Der Begriff
»"Regietheater" ist ein Begriff aus der Theaterkritik und
ist aus verschiedenen Gründen kaum als Gattungsbegriff für eine
Strömung der Theaterregie zu gebrauchen, für die es natürlich
kein verbindliches Konzept gibt. Als Schlagwort ist Regietheater
"zum Inbegriff für das verkommen [...], was jedermann schlecht
findet". (Dombois/Klein
2005), steht für "Inszenierungsquatsch" (Spahn
2006) schlechthin.
Anders, und weniger wertend,
definiert: "Eine Inszenierung wird als
Regietheater-Inszenierung bezeichnet, wenn nach Meinung des
Rezensenten die Ideen des Regisseurs einen zu großen Einfluss
(verglichen mit den Ideen des Autors, der Darsteller oder im
Musiktheater des Komponisten, der Sänger bzw. des Dirigenten)
auf die Darbietung haben." (http://de.wikipedia.org/wiki/Regietheater,
6.9.08)
Im Bereich des Sprechtheaters sind es insbesondere
Klassikerinszenierungen,
gewesen, die den seit den 68er-Jahren deutlich an Einfluss
gewinnenden Regisseuren Gelegenheit gegeben haben, sich
gegenüber dem als möglichen Konkurrenten auftretenden
Stückeschreibern neuer Stücke zu profilieren.

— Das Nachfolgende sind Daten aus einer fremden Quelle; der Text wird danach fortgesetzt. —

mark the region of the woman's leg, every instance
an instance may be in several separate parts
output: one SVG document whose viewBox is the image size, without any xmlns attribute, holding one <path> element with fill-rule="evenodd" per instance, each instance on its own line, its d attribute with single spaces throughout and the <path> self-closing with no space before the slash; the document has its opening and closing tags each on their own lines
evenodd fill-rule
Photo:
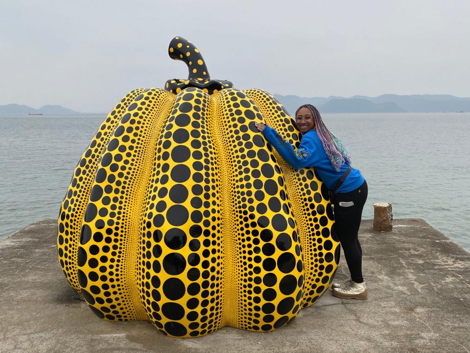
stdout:
<svg viewBox="0 0 470 353">
<path fill-rule="evenodd" d="M 356 283 L 364 282 L 362 277 L 362 249 L 357 233 L 361 224 L 362 210 L 367 199 L 367 183 L 364 183 L 349 193 L 336 195 L 334 204 L 335 227 L 343 247 L 343 252 L 351 274 L 351 279 Z M 340 202 L 352 201 L 350 207 L 339 205 Z"/>
</svg>

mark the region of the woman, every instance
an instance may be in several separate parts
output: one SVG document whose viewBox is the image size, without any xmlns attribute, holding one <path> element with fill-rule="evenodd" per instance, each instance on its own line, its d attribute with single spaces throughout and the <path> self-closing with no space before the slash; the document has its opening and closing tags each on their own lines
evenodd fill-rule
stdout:
<svg viewBox="0 0 470 353">
<path fill-rule="evenodd" d="M 295 121 L 302 133 L 297 151 L 274 129 L 260 123 L 258 130 L 295 169 L 313 167 L 329 190 L 335 190 L 335 227 L 351 279 L 333 283 L 333 295 L 343 299 L 367 299 L 362 277 L 362 250 L 357 239 L 362 209 L 367 199 L 367 183 L 360 172 L 350 167 L 351 158 L 343 143 L 325 126 L 317 109 L 305 104 L 295 112 Z M 341 180 L 344 179 L 341 182 Z"/>
</svg>

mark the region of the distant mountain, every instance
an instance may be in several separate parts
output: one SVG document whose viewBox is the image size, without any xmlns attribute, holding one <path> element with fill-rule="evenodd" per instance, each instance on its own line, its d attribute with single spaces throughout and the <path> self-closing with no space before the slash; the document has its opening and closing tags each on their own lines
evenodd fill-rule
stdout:
<svg viewBox="0 0 470 353">
<path fill-rule="evenodd" d="M 470 111 L 470 98 L 448 94 L 383 94 L 378 97 L 356 95 L 351 98 L 302 98 L 275 94 L 288 111 L 293 114 L 302 104 L 309 103 L 321 112 L 405 112 Z"/>
<path fill-rule="evenodd" d="M 19 104 L 6 104 L 0 106 L 0 115 L 27 115 L 28 113 L 35 114 L 42 113 L 51 115 L 80 114 L 80 112 L 57 105 L 46 105 L 39 109 L 35 109 L 28 106 Z"/>
<path fill-rule="evenodd" d="M 319 109 L 325 113 L 403 113 L 406 110 L 393 102 L 376 104 L 367 99 L 334 98 Z"/>
</svg>

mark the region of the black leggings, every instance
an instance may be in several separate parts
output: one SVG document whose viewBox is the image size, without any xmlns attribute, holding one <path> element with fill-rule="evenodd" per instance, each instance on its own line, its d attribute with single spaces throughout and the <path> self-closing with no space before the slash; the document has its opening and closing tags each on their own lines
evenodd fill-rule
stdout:
<svg viewBox="0 0 470 353">
<path fill-rule="evenodd" d="M 351 279 L 356 283 L 364 281 L 362 277 L 362 249 L 357 238 L 361 225 L 362 209 L 367 199 L 367 183 L 349 193 L 338 193 L 334 202 L 334 222 L 344 257 L 348 264 Z M 342 207 L 340 202 L 352 201 L 354 205 Z"/>
</svg>

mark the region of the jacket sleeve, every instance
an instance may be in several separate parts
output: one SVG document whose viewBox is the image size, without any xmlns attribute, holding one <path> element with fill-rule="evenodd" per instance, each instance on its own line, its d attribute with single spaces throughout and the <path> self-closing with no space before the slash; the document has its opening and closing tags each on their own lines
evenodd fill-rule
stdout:
<svg viewBox="0 0 470 353">
<path fill-rule="evenodd" d="M 283 139 L 274 129 L 266 126 L 262 134 L 284 160 L 295 169 L 314 167 L 318 162 L 315 141 L 310 136 L 305 135 L 296 151 L 292 145 Z"/>
</svg>

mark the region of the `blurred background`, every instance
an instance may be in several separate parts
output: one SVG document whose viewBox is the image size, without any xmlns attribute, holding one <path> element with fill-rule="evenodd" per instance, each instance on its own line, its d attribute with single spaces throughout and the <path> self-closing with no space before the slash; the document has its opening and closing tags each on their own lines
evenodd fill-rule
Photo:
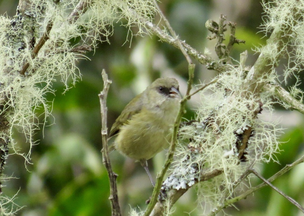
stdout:
<svg viewBox="0 0 304 216">
<path fill-rule="evenodd" d="M 236 60 L 247 50 L 246 64 L 252 65 L 258 55 L 252 51 L 255 46 L 265 44 L 266 37 L 259 27 L 264 15 L 261 1 L 257 0 L 163 0 L 160 5 L 182 40 L 201 52 L 205 48 L 214 53 L 214 42 L 206 39 L 205 27 L 207 20 L 217 22 L 221 14 L 228 21 L 237 23 L 236 36 L 246 41 L 245 44 L 236 45 L 232 54 Z M 0 13 L 15 15 L 17 0 L 0 0 Z M 156 17 L 157 23 L 159 17 Z M 122 21 L 123 24 L 125 21 Z M 78 62 L 82 74 L 81 80 L 64 95 L 64 87 L 54 83 L 55 95 L 50 94 L 47 100 L 53 101 L 53 117 L 48 118 L 44 132 L 38 130 L 33 139 L 39 140 L 32 150 L 32 164 L 26 164 L 22 157 L 10 155 L 4 173 L 13 177 L 5 182 L 4 194 L 12 197 L 18 192 L 15 202 L 23 206 L 18 215 L 109 215 L 110 209 L 108 176 L 102 163 L 100 150 L 100 106 L 98 94 L 102 88 L 101 73 L 107 71 L 113 83 L 108 97 L 108 127 L 119 116 L 124 106 L 156 78 L 174 77 L 185 94 L 187 78 L 188 65 L 181 52 L 159 41 L 156 37 L 133 37 L 130 42 L 128 31 L 115 24 L 114 34 L 109 38 L 110 44 L 99 43 L 95 53 L 86 55 Z M 136 29 L 132 30 L 136 31 Z M 228 35 L 228 34 L 227 34 Z M 126 42 L 126 40 L 127 41 Z M 197 61 L 195 84 L 207 82 L 216 75 Z M 286 62 L 282 59 L 281 65 Z M 279 74 L 283 67 L 278 68 Z M 291 79 L 289 85 L 294 83 Z M 303 90 L 303 85 L 300 86 Z M 288 86 L 285 87 L 286 88 Z M 199 97 L 194 97 L 188 103 L 185 119 L 194 118 Z M 40 118 L 43 122 L 43 110 Z M 280 164 L 271 162 L 258 167 L 267 178 L 304 153 L 304 127 L 301 115 L 285 110 L 278 106 L 274 116 L 267 111 L 260 118 L 270 121 L 280 120 L 285 133 L 280 138 L 282 151 L 277 155 Z M 16 129 L 15 138 L 20 153 L 27 152 L 29 145 Z M 161 152 L 149 161 L 155 178 L 164 160 Z M 152 186 L 143 169 L 137 163 L 116 152 L 110 155 L 114 171 L 118 174 L 118 190 L 124 215 L 130 209 L 144 209 L 145 201 L 151 194 Z M 261 182 L 252 178 L 254 185 Z M 304 164 L 278 178 L 274 184 L 304 205 Z M 194 188 L 188 191 L 174 205 L 174 215 L 203 215 Z M 265 187 L 235 204 L 236 208 L 225 210 L 233 215 L 300 215 L 297 209 L 285 198 Z M 237 210 L 238 209 L 239 210 Z M 209 209 L 206 210 L 208 212 Z"/>
</svg>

Sie haben nach Ansicht von
Ute Nyssen (2006) zu der über 30 Jahre lang zu beobachtenden
"verächtliche[n] Hintanstellung des Textes" und zu einer
"Veränderungswut gegenüber dem Text" geführt, die schließlich in
eine mehr oder weniger eindeutige
Klassikerdekonstruktion
gemündet hätten.
Für Kritiker ein gefundenes Fressen: Als "selbstgeschnitzte
Blödmannszenen", "Punk- und
Rockzeug", "Brüll!
Kreisch! Donner! Schepper!" (Lottman
2006) bezeichnen sie das Ergebnis und machen sie zugleich
für den Publikumsschwund in deutschen Theatern verantwortlich.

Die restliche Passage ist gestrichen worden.